To find your State Medicaid State Agency
Step 1 –
Click the link to Medicade.gov and look for the section that I have outlined in red.
Step 2 –
Select your state and click on the button they have marked “GO” – it will take you to your State Medicaid Agency with all their contact info.
State Funding Assistance
Assistive Technology Programs
All states across the US have what is called a State Assistive Technology Program, which has been designed to improve access to assistive devices in the home primarily for the elderly and the disabled.
State Assistive Technology Programs typically have –
- an online exchange where people can post used assistive devices and medical equipment for sale, donation, or exchange – state residents can just register and participate
- a main website where you can ask about how to get access to free equipment
- reuse and refurbishment programs which are run by the state project to provide free or extremely low cost equipment for the disabled and the elderly
- some states have loan closets as part of their program, these can be either long term or short term
Assistive Technology Programs will also have registers of people who need help, and will contact them when specific equipment becomes available.

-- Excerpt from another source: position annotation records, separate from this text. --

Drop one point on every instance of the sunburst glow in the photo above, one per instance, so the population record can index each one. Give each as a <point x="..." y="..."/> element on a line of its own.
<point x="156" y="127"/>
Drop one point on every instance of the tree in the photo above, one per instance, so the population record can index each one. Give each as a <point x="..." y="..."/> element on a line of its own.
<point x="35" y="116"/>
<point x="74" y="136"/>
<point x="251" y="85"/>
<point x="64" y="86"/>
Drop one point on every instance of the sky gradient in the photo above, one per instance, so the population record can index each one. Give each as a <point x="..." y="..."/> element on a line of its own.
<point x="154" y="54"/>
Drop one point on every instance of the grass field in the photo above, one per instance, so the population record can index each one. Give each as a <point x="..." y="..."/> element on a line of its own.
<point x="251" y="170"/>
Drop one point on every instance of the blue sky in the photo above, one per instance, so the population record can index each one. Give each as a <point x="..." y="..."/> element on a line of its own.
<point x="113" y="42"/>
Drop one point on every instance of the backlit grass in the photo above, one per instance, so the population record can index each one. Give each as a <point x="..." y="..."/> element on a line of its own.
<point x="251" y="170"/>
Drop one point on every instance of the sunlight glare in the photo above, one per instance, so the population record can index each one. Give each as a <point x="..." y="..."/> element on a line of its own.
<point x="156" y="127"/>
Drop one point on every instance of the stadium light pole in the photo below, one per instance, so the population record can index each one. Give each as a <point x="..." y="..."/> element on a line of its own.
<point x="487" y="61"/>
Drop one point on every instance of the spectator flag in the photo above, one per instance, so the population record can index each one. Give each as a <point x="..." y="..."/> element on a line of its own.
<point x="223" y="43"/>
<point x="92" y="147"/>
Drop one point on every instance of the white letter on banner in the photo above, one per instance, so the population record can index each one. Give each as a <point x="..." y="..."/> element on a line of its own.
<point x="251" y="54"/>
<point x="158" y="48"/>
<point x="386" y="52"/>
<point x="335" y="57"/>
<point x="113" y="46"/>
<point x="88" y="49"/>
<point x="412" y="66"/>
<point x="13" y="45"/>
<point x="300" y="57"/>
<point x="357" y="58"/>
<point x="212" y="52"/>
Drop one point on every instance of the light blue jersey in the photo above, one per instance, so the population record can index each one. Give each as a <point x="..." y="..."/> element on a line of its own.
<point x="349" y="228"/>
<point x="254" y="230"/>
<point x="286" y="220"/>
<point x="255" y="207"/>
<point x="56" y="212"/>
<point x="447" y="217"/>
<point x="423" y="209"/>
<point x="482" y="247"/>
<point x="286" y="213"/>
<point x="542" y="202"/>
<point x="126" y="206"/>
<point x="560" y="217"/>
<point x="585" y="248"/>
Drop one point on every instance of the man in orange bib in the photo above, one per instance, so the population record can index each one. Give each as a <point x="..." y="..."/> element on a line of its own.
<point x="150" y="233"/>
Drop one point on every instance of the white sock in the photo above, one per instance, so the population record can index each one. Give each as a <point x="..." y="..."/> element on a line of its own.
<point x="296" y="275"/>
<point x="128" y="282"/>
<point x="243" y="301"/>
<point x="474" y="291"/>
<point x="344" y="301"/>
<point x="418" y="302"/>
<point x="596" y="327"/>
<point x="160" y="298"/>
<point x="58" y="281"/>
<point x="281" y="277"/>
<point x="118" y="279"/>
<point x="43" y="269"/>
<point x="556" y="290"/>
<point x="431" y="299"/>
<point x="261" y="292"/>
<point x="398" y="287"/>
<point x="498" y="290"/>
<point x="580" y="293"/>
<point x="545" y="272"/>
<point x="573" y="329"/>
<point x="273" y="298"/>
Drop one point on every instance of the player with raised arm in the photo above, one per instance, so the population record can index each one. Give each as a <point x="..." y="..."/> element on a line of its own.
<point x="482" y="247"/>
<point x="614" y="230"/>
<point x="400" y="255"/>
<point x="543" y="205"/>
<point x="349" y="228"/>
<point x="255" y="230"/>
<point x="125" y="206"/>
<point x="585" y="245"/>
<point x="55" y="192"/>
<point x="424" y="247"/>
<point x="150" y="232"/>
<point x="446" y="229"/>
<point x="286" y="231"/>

To find out more go to your State Assistive Technology Program website.
Follow the steps below to see the projects in your state
Pick your state on the map or the drop down menu, and click on “Go to state”
– I chose Florida for this example
Click on the link “Program Title” – for my example I outlined it in red.
The AT Program state website will come up, and you can register, or use their contact info .
State Financial Assistance Programs
Some states, but not all, have non-Medicaid programs to help the elderly and the disabled to remain living independently in their own homes – this is financial assistance.
State Financial Assistance Programs will pay for assistive devices, safety equipment, durable medical equipment, as well as home modifications.
In general, the programs will pay with grants or loans, or sometimes a combination of the two.
Local Area Agencies on Aging should be able to advise you on programs for the elderly, and if there is one in your state.
You cannot get coverage for an air purifier with Original Medicare Part B for use in the home, as it is not considered to be “medically necessary”.
Air purifiers, dehumidifiers, most humidifiers, air conditioners and room heaters are not typically given coverage by Original Medicare Part B as they are considered to be for “environmental control” and “not primarily medical in nature”.
Most bathroom safety equipment is not covered either and is considered either as convenience or comfort items, although Original Medicare Part B will cover crutches, walkers and bedside commodes.
Original Medicare Part B will cover 80% of the Medicare-approved price for durable medical equipment for use in the home, so long as you have a prescription from a Medicare-enrolled doctor and you used a Medicare-enrolled supplier.
You will typically be responsible for your 20% co-payment and, if it applies, your deductible.
You may qualify for Medicaid, an HCBS waiver, a 1915 waiver, or a non-Medicaid state program.
These other programs, in many cases, consider a wider range of equipment to be acceptable as DME than Medicare, often paying 100% of the cost.
You may also be able to get equipment through your State Assistive Technology Project online equipment exchange, or one of their refurbishing centers.